Diabetes mellitus is a heterogeneous group of diseases characterized by chronic elevation of glucose in the blood. It arises because the body is unable to produce enough insulin for its own needs, either because of impaired insulin secretion or impaired insulin action, or both. The present treatment of diabetes is focused on controlling and lowering blood glucose to a normal level. Several marketed drugs available for treatment of diabetes but with undesirable side effects. Naturally occurring flavanoids has profound effects on treating diabetes. In this study  molecular docking and docking analysis was performed using molegro software which were used to predict and understand between alpha amylase inhibitors and six quercetein derivatives. IVWI atomic coordinates was retrieved from protein data bank (PDB). All Ligands (Figure 1) were drawn by software chemsketch. Molegro virtual docker program that predicted interactions in terms of Dock score.

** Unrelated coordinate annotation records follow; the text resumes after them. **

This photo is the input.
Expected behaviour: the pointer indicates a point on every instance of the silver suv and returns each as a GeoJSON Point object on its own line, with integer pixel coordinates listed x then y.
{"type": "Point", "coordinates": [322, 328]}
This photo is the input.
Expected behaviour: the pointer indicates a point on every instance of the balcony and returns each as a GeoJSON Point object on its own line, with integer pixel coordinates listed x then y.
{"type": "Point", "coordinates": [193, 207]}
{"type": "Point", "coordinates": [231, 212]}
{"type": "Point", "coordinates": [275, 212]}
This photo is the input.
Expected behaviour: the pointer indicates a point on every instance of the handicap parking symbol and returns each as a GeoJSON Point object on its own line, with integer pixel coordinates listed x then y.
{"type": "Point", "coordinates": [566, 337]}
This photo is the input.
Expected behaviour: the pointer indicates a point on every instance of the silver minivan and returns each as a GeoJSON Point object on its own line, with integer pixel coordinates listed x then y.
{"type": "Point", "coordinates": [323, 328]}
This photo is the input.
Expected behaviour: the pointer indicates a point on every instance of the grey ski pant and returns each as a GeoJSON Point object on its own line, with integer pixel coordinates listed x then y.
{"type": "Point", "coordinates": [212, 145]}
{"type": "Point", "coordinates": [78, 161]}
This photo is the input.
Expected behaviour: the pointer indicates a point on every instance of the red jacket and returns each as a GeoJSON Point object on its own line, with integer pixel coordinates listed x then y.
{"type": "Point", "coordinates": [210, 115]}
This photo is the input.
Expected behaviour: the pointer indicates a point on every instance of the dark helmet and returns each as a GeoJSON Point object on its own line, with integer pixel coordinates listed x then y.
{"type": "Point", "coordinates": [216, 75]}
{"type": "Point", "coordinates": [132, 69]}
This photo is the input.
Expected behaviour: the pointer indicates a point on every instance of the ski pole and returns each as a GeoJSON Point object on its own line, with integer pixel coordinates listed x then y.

The approach is applicable in engineering 3D structures of enzymatic models, and studying interactions of active site residues with ligands show that the three compounds: 2-(2-chloro-5-hydroxyphenyl)-4 H -chromen-4-one , 2-(4-bromo-2-hydroxyphenyl)-4 H -chromen-4-one , 2-(4-fluoro-2-hydroxyphenyl)-4 H -chromen-4-one could be a potent anti-diabetic target molecule against IVWI which may be worth for further clinical trials.